We have used a “vanilla” tree-based GP system, with no extras to boost the performance. The parameters we have set are listed in Table 8. All others were used with the default values of the gplearn software and are listed in Table S2 of Additional file 1. The parsimony coefficient is a non-standard parameter, specific to gplearn, and consists of a constant that penalizes large programs by adjusting their fitness to be less favorable for selection. It was set to 10−5, a value experimentally found to reduce the size of the evolved models without compromising their fitness. The function set contained only the four basic arithmetic operators (+,−,×, and ÷, protected against division by zero as in [60]), plus the Maximum (max) and Minimum (min) operators. Although there is a vast array of tunable parameters even in the most basic GP system, normally they do not substantially influence the outcome in terms of best fitness achieved [61].
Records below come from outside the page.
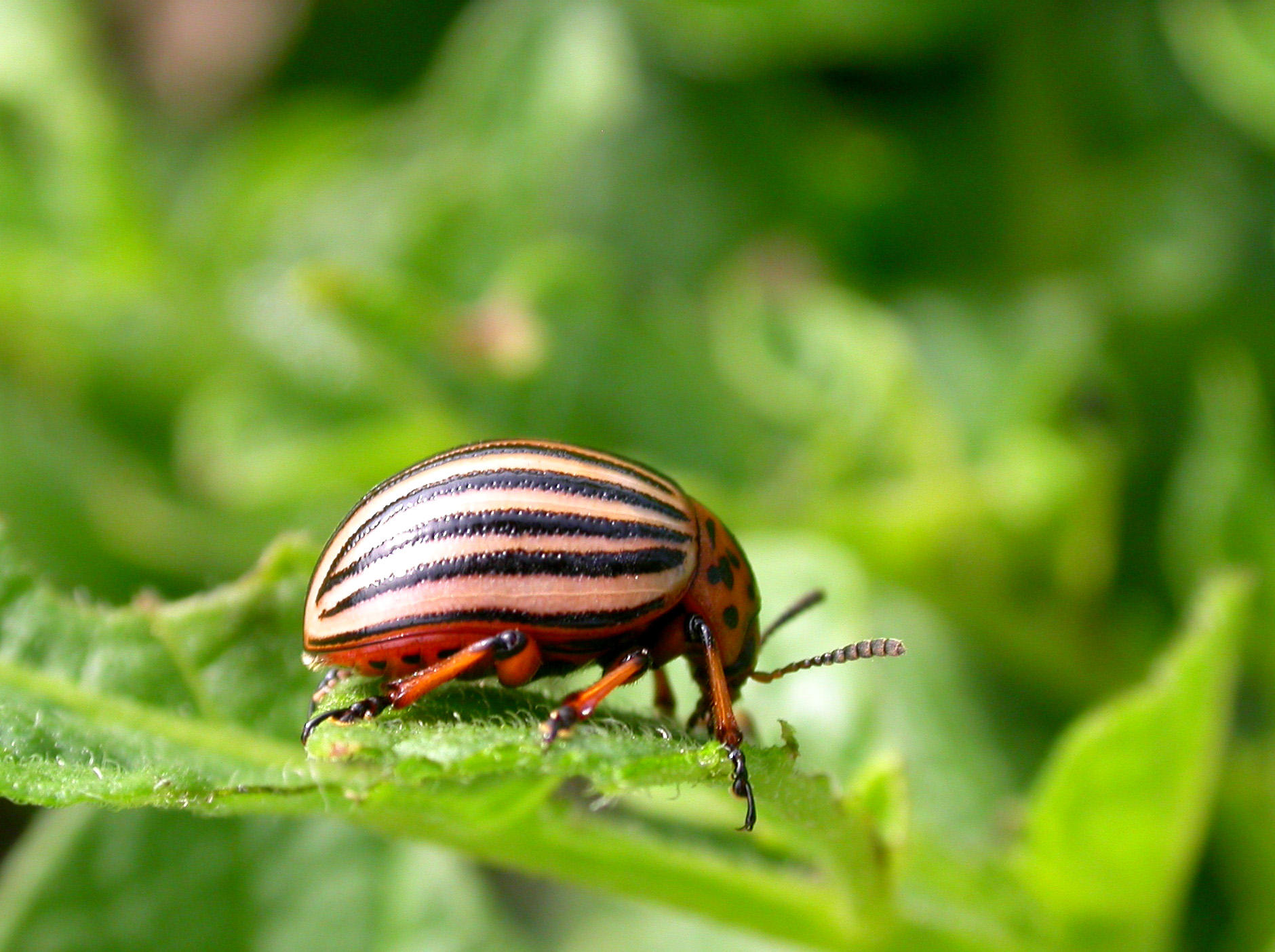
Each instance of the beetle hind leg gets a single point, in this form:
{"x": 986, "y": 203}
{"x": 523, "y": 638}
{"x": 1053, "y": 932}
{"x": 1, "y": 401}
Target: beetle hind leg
{"x": 330, "y": 679}
{"x": 406, "y": 691}
{"x": 581, "y": 705}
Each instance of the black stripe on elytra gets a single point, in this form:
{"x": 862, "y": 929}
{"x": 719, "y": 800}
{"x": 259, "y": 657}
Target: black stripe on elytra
{"x": 560, "y": 620}
{"x": 563, "y": 453}
{"x": 510, "y": 521}
{"x": 635, "y": 469}
{"x": 511, "y": 479}
{"x": 588, "y": 565}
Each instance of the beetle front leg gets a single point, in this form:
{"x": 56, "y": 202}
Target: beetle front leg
{"x": 406, "y": 691}
{"x": 726, "y": 728}
{"x": 581, "y": 705}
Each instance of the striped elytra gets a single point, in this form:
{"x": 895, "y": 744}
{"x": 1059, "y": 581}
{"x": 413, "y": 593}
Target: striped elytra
{"x": 526, "y": 559}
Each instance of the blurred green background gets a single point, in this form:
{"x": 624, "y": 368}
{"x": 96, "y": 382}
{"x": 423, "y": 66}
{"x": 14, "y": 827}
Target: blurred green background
{"x": 966, "y": 305}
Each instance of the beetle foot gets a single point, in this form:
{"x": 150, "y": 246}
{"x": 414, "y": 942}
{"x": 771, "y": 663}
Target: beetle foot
{"x": 741, "y": 787}
{"x": 559, "y": 724}
{"x": 360, "y": 710}
{"x": 330, "y": 679}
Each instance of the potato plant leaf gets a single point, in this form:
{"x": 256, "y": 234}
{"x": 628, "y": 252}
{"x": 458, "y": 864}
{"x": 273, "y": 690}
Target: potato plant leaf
{"x": 1118, "y": 812}
{"x": 197, "y": 704}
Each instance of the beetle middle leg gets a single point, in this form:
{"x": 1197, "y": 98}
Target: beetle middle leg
{"x": 581, "y": 705}
{"x": 509, "y": 646}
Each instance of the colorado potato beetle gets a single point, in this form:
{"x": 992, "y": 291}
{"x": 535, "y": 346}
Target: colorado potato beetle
{"x": 530, "y": 559}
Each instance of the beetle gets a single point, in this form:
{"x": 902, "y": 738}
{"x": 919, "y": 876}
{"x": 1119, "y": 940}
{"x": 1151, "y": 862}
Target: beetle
{"x": 533, "y": 559}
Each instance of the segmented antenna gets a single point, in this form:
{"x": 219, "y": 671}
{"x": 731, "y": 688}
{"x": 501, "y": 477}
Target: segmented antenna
{"x": 808, "y": 601}
{"x": 876, "y": 648}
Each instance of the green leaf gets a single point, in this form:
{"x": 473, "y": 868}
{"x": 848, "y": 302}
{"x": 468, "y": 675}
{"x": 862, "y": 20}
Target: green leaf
{"x": 1118, "y": 814}
{"x": 92, "y": 879}
{"x": 195, "y": 705}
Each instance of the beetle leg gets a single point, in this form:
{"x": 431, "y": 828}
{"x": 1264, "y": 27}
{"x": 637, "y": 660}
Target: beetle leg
{"x": 499, "y": 648}
{"x": 330, "y": 678}
{"x": 581, "y": 705}
{"x": 724, "y": 726}
{"x": 406, "y": 691}
{"x": 666, "y": 704}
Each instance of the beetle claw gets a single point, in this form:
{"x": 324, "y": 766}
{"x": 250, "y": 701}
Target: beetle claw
{"x": 559, "y": 724}
{"x": 360, "y": 710}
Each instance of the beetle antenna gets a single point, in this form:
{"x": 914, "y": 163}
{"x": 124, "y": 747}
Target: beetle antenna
{"x": 876, "y": 648}
{"x": 808, "y": 601}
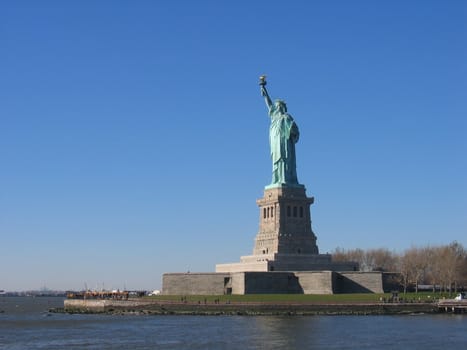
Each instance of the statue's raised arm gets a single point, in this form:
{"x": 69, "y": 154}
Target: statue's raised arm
{"x": 283, "y": 135}
{"x": 264, "y": 92}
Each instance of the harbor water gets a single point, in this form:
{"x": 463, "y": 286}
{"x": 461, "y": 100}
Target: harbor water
{"x": 25, "y": 323}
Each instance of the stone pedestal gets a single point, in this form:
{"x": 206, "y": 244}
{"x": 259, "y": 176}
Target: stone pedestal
{"x": 285, "y": 240}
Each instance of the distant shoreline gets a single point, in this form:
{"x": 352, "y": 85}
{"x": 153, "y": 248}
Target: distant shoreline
{"x": 151, "y": 307}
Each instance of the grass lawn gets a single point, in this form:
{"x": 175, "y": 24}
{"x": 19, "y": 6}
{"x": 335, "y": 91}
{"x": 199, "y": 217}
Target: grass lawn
{"x": 302, "y": 298}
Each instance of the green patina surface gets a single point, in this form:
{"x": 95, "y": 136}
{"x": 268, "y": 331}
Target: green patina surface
{"x": 283, "y": 135}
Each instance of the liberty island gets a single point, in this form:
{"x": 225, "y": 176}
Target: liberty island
{"x": 285, "y": 257}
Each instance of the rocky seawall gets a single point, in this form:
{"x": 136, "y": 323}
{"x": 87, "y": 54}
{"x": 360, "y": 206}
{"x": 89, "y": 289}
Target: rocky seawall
{"x": 151, "y": 307}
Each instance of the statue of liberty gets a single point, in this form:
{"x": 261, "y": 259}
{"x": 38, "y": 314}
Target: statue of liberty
{"x": 283, "y": 135}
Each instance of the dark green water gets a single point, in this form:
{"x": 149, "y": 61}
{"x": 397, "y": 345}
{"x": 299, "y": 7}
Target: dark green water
{"x": 26, "y": 324}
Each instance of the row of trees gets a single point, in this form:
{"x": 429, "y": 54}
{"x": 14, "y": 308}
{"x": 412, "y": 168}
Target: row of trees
{"x": 442, "y": 267}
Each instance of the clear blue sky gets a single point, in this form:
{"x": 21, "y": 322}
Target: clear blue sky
{"x": 134, "y": 140}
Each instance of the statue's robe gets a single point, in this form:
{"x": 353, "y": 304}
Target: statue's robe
{"x": 283, "y": 134}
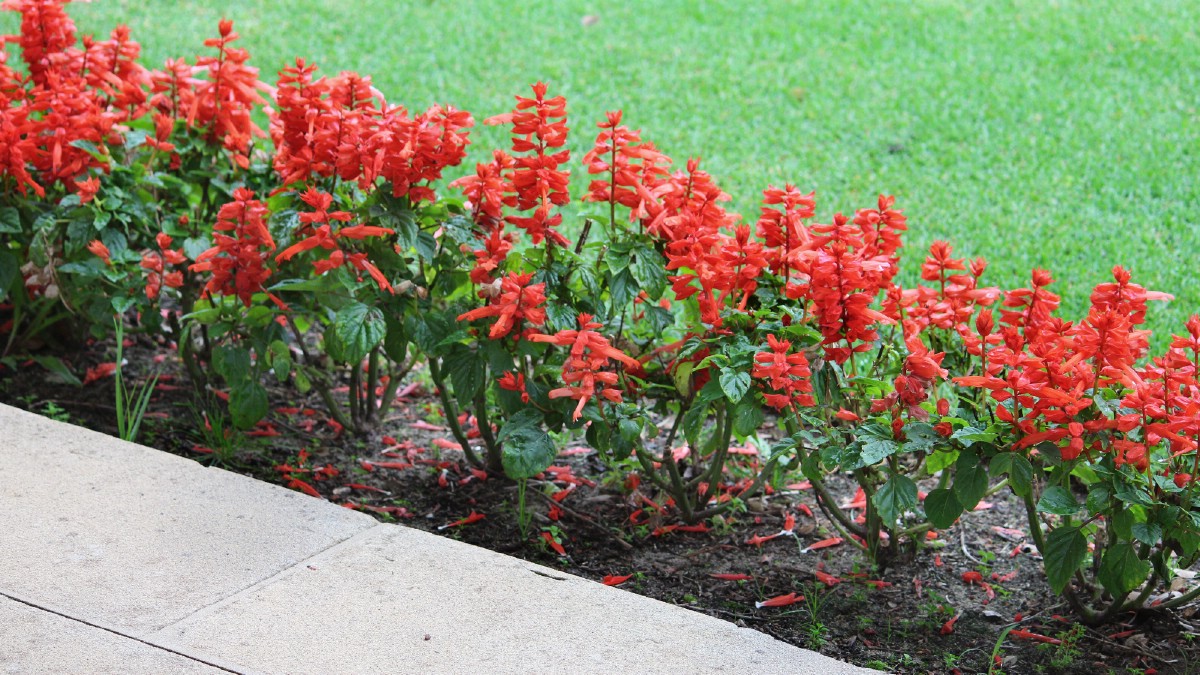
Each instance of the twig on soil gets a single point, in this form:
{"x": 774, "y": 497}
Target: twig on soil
{"x": 963, "y": 538}
{"x": 586, "y": 520}
{"x": 726, "y": 613}
{"x": 87, "y": 405}
{"x": 1104, "y": 640}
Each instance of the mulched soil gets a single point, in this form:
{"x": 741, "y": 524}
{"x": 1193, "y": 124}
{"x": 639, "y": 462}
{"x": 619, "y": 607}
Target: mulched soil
{"x": 892, "y": 621}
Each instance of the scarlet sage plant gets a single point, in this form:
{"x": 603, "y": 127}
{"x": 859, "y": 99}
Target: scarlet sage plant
{"x": 666, "y": 330}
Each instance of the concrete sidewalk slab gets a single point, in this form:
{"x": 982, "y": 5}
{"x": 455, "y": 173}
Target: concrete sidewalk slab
{"x": 145, "y": 559}
{"x": 396, "y": 599}
{"x": 135, "y": 538}
{"x": 33, "y": 640}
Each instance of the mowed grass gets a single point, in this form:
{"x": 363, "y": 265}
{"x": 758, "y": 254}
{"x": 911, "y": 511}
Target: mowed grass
{"x": 1060, "y": 135}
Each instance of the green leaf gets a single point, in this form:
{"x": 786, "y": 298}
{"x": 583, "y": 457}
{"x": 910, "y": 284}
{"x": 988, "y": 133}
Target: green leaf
{"x": 1149, "y": 533}
{"x": 940, "y": 460}
{"x": 622, "y": 290}
{"x": 921, "y": 437}
{"x": 694, "y": 422}
{"x": 360, "y": 329}
{"x": 1121, "y": 569}
{"x": 735, "y": 383}
{"x": 527, "y": 448}
{"x": 247, "y": 404}
{"x": 1019, "y": 470}
{"x": 467, "y": 372}
{"x": 1066, "y": 550}
{"x": 894, "y": 497}
{"x": 281, "y": 359}
{"x": 303, "y": 383}
{"x": 232, "y": 364}
{"x": 970, "y": 479}
{"x": 57, "y": 366}
{"x": 10, "y": 270}
{"x": 648, "y": 269}
{"x": 970, "y": 435}
{"x": 942, "y": 507}
{"x": 426, "y": 245}
{"x": 617, "y": 257}
{"x": 748, "y": 416}
{"x": 1098, "y": 499}
{"x": 10, "y": 220}
{"x": 395, "y": 345}
{"x": 875, "y": 449}
{"x": 1057, "y": 500}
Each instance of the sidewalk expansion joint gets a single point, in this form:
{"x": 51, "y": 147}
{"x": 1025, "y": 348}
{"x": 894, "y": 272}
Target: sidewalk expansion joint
{"x": 119, "y": 633}
{"x": 279, "y": 575}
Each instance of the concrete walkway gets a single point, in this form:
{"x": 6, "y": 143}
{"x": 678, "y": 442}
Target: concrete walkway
{"x": 121, "y": 559}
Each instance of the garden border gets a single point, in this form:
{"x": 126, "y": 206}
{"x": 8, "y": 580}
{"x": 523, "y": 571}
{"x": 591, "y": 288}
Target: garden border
{"x": 161, "y": 551}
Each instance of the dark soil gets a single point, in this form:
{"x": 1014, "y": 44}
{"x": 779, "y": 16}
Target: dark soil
{"x": 891, "y": 621}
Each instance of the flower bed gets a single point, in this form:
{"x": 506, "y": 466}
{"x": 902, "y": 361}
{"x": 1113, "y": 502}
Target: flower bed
{"x": 658, "y": 328}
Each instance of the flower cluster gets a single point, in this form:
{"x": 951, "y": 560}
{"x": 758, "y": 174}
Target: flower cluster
{"x": 585, "y": 371}
{"x": 316, "y": 231}
{"x": 237, "y": 262}
{"x": 341, "y": 126}
{"x": 786, "y": 374}
{"x": 535, "y": 180}
{"x": 1047, "y": 372}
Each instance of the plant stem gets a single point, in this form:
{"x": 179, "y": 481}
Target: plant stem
{"x": 451, "y": 413}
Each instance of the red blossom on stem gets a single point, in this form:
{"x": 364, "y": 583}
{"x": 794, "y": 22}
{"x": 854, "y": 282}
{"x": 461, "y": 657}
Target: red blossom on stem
{"x": 583, "y": 370}
{"x": 517, "y": 302}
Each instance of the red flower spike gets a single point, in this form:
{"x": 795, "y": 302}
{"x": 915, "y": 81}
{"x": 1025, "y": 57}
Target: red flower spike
{"x": 517, "y": 303}
{"x": 780, "y": 601}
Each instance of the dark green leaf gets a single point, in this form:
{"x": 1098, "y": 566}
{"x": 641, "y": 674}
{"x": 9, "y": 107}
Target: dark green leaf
{"x": 1066, "y": 549}
{"x": 10, "y": 270}
{"x": 1149, "y": 533}
{"x": 281, "y": 359}
{"x": 247, "y": 404}
{"x": 1057, "y": 500}
{"x": 940, "y": 460}
{"x": 894, "y": 497}
{"x": 360, "y": 328}
{"x": 748, "y": 416}
{"x": 1019, "y": 470}
{"x": 942, "y": 507}
{"x": 1098, "y": 499}
{"x": 232, "y": 364}
{"x": 648, "y": 269}
{"x": 875, "y": 449}
{"x": 1121, "y": 569}
{"x": 970, "y": 435}
{"x": 735, "y": 383}
{"x": 623, "y": 290}
{"x": 970, "y": 479}
{"x": 527, "y": 449}
{"x": 426, "y": 245}
{"x": 395, "y": 344}
{"x": 467, "y": 374}
{"x": 196, "y": 245}
{"x": 921, "y": 437}
{"x": 10, "y": 220}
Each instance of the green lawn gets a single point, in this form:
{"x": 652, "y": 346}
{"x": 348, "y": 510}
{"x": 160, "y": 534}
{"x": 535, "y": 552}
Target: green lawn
{"x": 1043, "y": 133}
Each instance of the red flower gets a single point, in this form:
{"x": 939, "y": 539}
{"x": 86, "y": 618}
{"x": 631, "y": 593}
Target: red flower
{"x": 514, "y": 383}
{"x": 582, "y": 371}
{"x": 516, "y": 303}
{"x": 539, "y": 126}
{"x": 100, "y": 250}
{"x": 225, "y": 102}
{"x": 786, "y": 375}
{"x": 238, "y": 261}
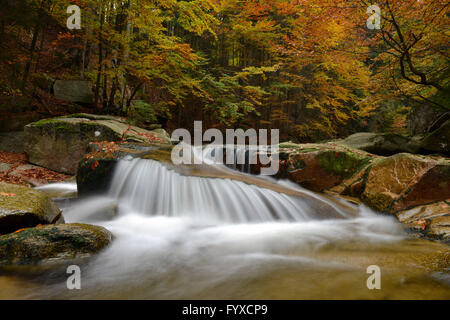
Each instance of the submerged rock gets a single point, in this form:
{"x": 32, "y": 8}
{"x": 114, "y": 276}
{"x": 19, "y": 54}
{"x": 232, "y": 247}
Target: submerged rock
{"x": 432, "y": 220}
{"x": 52, "y": 243}
{"x": 390, "y": 185}
{"x": 22, "y": 207}
{"x": 60, "y": 143}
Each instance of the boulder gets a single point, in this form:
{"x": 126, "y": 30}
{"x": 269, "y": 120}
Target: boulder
{"x": 438, "y": 141}
{"x": 322, "y": 167}
{"x": 404, "y": 180}
{"x": 421, "y": 118}
{"x": 14, "y": 123}
{"x": 74, "y": 91}
{"x": 431, "y": 220}
{"x": 52, "y": 243}
{"x": 22, "y": 207}
{"x": 384, "y": 144}
{"x": 60, "y": 143}
{"x": 95, "y": 170}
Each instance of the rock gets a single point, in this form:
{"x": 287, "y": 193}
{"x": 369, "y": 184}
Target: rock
{"x": 438, "y": 141}
{"x": 60, "y": 143}
{"x": 12, "y": 141}
{"x": 433, "y": 185}
{"x": 95, "y": 170}
{"x": 22, "y": 207}
{"x": 404, "y": 180}
{"x": 52, "y": 243}
{"x": 18, "y": 122}
{"x": 324, "y": 168}
{"x": 74, "y": 91}
{"x": 384, "y": 144}
{"x": 431, "y": 220}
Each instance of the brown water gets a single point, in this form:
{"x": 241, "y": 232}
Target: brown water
{"x": 190, "y": 256}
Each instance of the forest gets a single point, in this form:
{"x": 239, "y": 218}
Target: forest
{"x": 310, "y": 68}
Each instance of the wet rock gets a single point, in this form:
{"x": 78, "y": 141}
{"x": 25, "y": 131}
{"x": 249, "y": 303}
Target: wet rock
{"x": 60, "y": 143}
{"x": 52, "y": 243}
{"x": 431, "y": 220}
{"x": 22, "y": 207}
{"x": 17, "y": 122}
{"x": 438, "y": 141}
{"x": 406, "y": 180}
{"x": 12, "y": 141}
{"x": 384, "y": 144}
{"x": 74, "y": 91}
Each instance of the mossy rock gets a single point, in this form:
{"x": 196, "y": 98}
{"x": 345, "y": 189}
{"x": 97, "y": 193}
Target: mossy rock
{"x": 60, "y": 143}
{"x": 52, "y": 243}
{"x": 22, "y": 207}
{"x": 96, "y": 169}
{"x": 432, "y": 221}
{"x": 385, "y": 144}
{"x": 390, "y": 178}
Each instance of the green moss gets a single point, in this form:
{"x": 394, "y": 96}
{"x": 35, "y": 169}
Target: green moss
{"x": 55, "y": 124}
{"x": 343, "y": 164}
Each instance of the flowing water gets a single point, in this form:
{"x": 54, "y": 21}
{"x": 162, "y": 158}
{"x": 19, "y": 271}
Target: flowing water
{"x": 215, "y": 234}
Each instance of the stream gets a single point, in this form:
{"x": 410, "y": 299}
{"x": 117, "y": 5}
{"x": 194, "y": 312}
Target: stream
{"x": 220, "y": 234}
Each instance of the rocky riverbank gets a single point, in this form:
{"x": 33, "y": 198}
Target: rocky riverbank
{"x": 414, "y": 188}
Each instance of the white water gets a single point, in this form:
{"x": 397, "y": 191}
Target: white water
{"x": 190, "y": 237}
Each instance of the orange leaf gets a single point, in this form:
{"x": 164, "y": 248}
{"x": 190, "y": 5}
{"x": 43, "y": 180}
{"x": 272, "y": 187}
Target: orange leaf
{"x": 7, "y": 194}
{"x": 94, "y": 165}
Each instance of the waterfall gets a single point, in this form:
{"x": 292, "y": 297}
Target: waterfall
{"x": 183, "y": 236}
{"x": 150, "y": 188}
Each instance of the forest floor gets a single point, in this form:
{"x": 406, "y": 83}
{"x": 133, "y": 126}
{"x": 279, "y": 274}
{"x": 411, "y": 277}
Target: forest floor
{"x": 15, "y": 169}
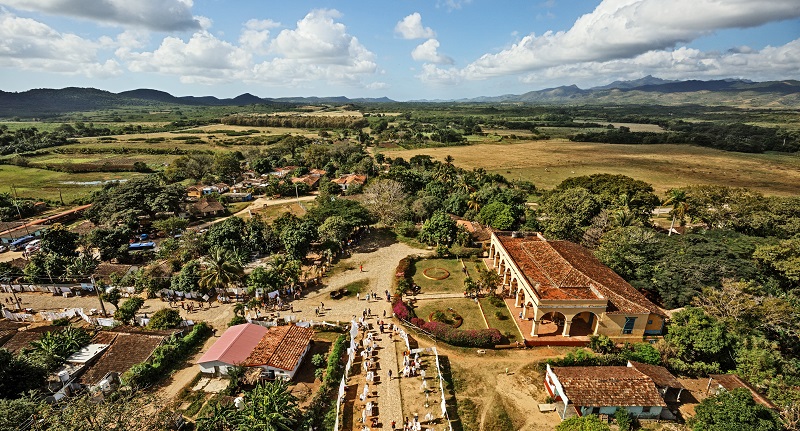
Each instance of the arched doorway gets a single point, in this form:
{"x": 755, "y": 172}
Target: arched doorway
{"x": 551, "y": 324}
{"x": 584, "y": 324}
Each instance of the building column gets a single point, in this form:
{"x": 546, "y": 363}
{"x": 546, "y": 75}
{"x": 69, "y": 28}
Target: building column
{"x": 535, "y": 324}
{"x": 567, "y": 325}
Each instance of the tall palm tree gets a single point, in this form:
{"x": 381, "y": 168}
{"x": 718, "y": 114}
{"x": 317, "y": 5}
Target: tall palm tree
{"x": 220, "y": 270}
{"x": 269, "y": 407}
{"x": 677, "y": 198}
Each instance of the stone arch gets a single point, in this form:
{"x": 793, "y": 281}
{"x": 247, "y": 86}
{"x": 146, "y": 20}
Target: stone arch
{"x": 584, "y": 324}
{"x": 551, "y": 324}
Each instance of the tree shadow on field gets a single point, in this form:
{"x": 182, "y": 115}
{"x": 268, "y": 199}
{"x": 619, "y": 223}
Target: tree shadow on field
{"x": 451, "y": 401}
{"x": 375, "y": 240}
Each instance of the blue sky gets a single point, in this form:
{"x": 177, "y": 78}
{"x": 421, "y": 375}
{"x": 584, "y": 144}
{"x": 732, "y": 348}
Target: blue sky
{"x": 402, "y": 49}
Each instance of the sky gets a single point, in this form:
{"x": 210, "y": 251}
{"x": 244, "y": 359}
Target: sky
{"x": 401, "y": 49}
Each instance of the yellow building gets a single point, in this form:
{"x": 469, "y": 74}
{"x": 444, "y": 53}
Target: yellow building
{"x": 562, "y": 290}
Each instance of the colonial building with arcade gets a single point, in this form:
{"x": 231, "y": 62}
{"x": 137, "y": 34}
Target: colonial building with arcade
{"x": 562, "y": 290}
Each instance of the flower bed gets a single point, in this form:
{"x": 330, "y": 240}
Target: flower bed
{"x": 460, "y": 337}
{"x": 436, "y": 273}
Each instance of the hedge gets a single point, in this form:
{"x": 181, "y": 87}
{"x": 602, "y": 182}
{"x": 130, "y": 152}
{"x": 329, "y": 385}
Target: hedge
{"x": 320, "y": 414}
{"x": 486, "y": 338}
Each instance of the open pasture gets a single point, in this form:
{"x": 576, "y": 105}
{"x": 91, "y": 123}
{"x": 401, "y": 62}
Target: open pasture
{"x": 547, "y": 163}
{"x": 44, "y": 184}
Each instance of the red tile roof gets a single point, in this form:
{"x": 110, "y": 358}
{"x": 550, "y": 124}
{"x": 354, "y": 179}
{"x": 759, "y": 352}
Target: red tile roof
{"x": 661, "y": 377}
{"x": 563, "y": 270}
{"x": 282, "y": 347}
{"x": 125, "y": 351}
{"x": 235, "y": 344}
{"x": 732, "y": 381}
{"x": 608, "y": 386}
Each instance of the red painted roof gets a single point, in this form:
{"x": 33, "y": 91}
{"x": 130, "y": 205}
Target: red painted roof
{"x": 235, "y": 345}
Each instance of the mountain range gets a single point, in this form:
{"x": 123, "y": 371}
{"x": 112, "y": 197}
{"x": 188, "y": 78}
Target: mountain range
{"x": 647, "y": 90}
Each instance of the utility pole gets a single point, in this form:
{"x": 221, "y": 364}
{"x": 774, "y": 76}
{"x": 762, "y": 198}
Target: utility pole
{"x": 99, "y": 296}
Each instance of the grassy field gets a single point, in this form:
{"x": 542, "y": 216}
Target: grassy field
{"x": 506, "y": 326}
{"x": 547, "y": 163}
{"x": 465, "y": 307}
{"x": 43, "y": 184}
{"x": 452, "y": 284}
For binary classification, it is fairly standard to use GP in a regression-like fashion, where the expected class labels are treated as numeric expected outputs (0 for no interaction; 1 for interaction), and the fitness function that guides the evolution is based on the error between the expected and predicted values [62]. We have used this same system in our experiments, with the Root Mean Squared Error (RMSE) as fitness function [63]. However, when we report the performance of evoKGsim, we first transform the real-valued predicted outputs in class labels, by applying the natural cutoff of 0.5.
Performance measures
The classification quality is evaluated using the weighted average of F-measures (WAF). This metric accounts for class unbalance by computing the F-measure for each class and then calculating the average of all computed F-measures, weighted by the number of instances of each class:
$$ \text{WAF} = \frac{\sum_{c \in C} \text{F-measure}_{\text{c}} \times \text{Support}_{\text{c}}}{\sum_{c \in C}\text{Support}_{\text{c}}} $$
(7)
where C is the set of classes, F-measurec is the F-measure computed for class c, and Supportc is the number of instances in class c.
In each experiment, we perform stratified 10-fold cross-validation. The same folds are used throughout all experiments. At the end of each fold, we evaluate the WAF of classifications on the respective test set and report the median.